When business stakeholders ask data analysts seemingly simple questions, they often expect a quick and straightforward answer. On the surface, it seems like a piece of cake. But in the messy reality of data, what appears to be a simple question can quickly turn into a multi-layered onion of a problem - each layer revealing increasing complexity and ambiguity.

Example from the insurance domain:

Let’s take a practical example from the insurance industry. A sales executive asks:

“What was the lapse rate (churn rate) of a specific product last year?”

It seems like a simple question, right? Calculate how many policies lapsed as a percentage of the total policies at the beginning of the year. Easy.

But the moment a data analyst dives into this task, complications begin to surface.

Step 1: Data Extraction

At first glance, the analyst’s job might appear to be as simple as pulling the data from a clean, ready-to-use database. Unfortunately, this is rarely the case, especially in large organizations. In the insurance industry, data is often scattered across multiple operational systems - different systems for various regions, business lines, customer segments and so on.

Each system may store the same data differently. One system might clearly record the exact moment a contract lapsed, while another might blur the lines between true lapses and technical migrations. Harmonizing these heterogeneous systems to get consistent data is already a significant challenge (shoutout to all data engineers working on solving these kinds of problems!).

Step 2: Defining the KPI

Assuming the data has been extracted and cleaned, the next hurdle arises: What exactly do we mean by lapse rate? In business, many key performance indicators (KPIs) are not universally defined, and lapse rate is no exception.

Do we calculate lapse rate based on the number of policies or based on the premium volume of those policies? If we choose premium volume, do we consider premiums before or after taxes? Do we include sales commissions? Should we calculate using the premiums at the beginning of the year, the end of the year, or the average across the year? Or should we take a pro-rata approach, where each policy is weighted according to the length of time it was active at a certain premium level?

As you can see, what seemed like a straightforward question now opens the door to a wide range of follow-up questions that must be clarified.

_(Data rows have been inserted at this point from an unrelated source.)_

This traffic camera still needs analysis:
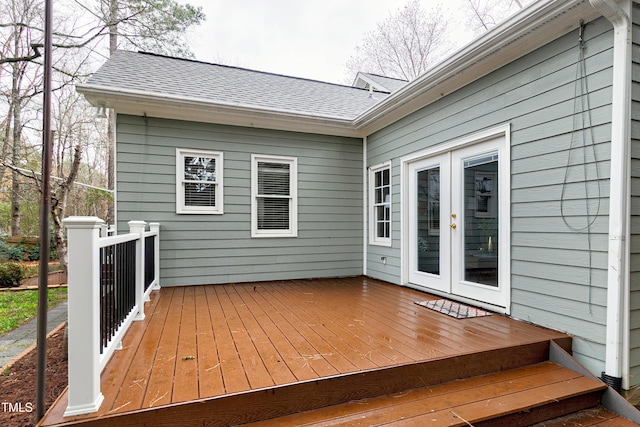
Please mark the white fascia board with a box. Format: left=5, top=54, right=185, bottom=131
left=76, top=84, right=360, bottom=137
left=354, top=0, right=600, bottom=135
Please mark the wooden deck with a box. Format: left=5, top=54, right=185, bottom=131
left=41, top=277, right=570, bottom=426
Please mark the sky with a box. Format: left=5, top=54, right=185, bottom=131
left=181, top=0, right=470, bottom=84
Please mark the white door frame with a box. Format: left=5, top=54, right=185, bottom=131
left=400, top=124, right=511, bottom=314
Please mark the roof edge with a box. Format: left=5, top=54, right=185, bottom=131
left=354, top=0, right=601, bottom=135
left=76, top=84, right=362, bottom=137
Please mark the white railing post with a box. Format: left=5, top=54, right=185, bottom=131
left=128, top=221, right=147, bottom=320
left=149, top=222, right=160, bottom=289
left=63, top=217, right=104, bottom=416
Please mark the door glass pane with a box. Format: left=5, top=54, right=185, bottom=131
left=416, top=167, right=440, bottom=274
left=463, top=153, right=499, bottom=287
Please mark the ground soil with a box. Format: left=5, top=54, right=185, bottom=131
left=0, top=328, right=67, bottom=427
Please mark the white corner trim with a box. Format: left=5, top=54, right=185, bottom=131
left=590, top=0, right=633, bottom=389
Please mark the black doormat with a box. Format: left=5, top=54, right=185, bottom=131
left=415, top=299, right=491, bottom=319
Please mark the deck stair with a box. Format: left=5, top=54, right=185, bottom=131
left=235, top=343, right=640, bottom=427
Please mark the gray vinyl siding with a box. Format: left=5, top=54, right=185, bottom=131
left=367, top=19, right=613, bottom=374
left=116, top=115, right=363, bottom=286
left=629, top=3, right=640, bottom=385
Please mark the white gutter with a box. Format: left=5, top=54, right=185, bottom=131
left=590, top=0, right=632, bottom=389
left=76, top=84, right=361, bottom=137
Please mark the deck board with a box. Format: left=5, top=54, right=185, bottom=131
left=43, top=277, right=567, bottom=425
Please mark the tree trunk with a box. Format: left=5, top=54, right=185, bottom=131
left=51, top=146, right=82, bottom=272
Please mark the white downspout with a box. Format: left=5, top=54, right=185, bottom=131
left=590, top=0, right=632, bottom=388
left=362, top=136, right=369, bottom=276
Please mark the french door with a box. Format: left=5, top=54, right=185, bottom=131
left=406, top=136, right=510, bottom=308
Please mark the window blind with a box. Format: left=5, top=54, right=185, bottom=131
left=257, top=161, right=291, bottom=230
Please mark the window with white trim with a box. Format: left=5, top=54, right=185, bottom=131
left=176, top=148, right=224, bottom=214
left=369, top=162, right=391, bottom=246
left=251, top=154, right=298, bottom=237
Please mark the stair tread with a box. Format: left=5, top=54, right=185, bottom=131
left=531, top=406, right=637, bottom=427
left=240, top=361, right=606, bottom=427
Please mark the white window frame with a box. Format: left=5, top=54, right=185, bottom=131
left=251, top=154, right=298, bottom=237
left=176, top=148, right=224, bottom=215
left=369, top=161, right=393, bottom=246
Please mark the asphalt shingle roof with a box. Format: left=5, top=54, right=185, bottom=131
left=86, top=51, right=388, bottom=120
left=362, top=73, right=409, bottom=93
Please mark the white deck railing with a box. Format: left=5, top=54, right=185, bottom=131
left=64, top=217, right=160, bottom=416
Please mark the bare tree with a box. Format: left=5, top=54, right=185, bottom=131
left=76, top=0, right=205, bottom=224
left=466, top=0, right=534, bottom=34
left=0, top=0, right=42, bottom=236
left=347, top=0, right=449, bottom=80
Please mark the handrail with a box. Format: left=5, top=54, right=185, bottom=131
left=63, top=217, right=160, bottom=416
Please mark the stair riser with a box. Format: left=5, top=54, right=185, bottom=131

Step 3: Contract Timing Considerations

Even if we focus purely on the number of contracts, complexities arise. For example, how do we treat contracts that lapsed early in the year versus those that lapsed at the very end? Should a contract that was active for nearly the entire year and lapsed on December 31st be treated the same as one that lapsed on January 2nd?

Some might argue that contracts should be weighted by the time they were active during the year. A contract lapsed in January barely impacts the year’s overall performance, while one that lapses in December may have contributed significantly.

The payment frequency of the contract - whether monthly, quarterly, or yearly - also plays a role. Should we treat a yearly payment plan the same as a monthly one when calculating the lapse rate?

Step 4: Managing Ambiguity

By now, what seemed like a simple question has grown increasingly complex. Each answer leads to new questions, and the data analyst must navigate this ambiguity carefully.

While data professionals are trained to think analytically and consider all possibilities, this can also lead to overcomplicating the analysis:

A key part of the data analyst’s role is not only to answer these questions but also to determine when additional granularity no longer adds value to the analysis.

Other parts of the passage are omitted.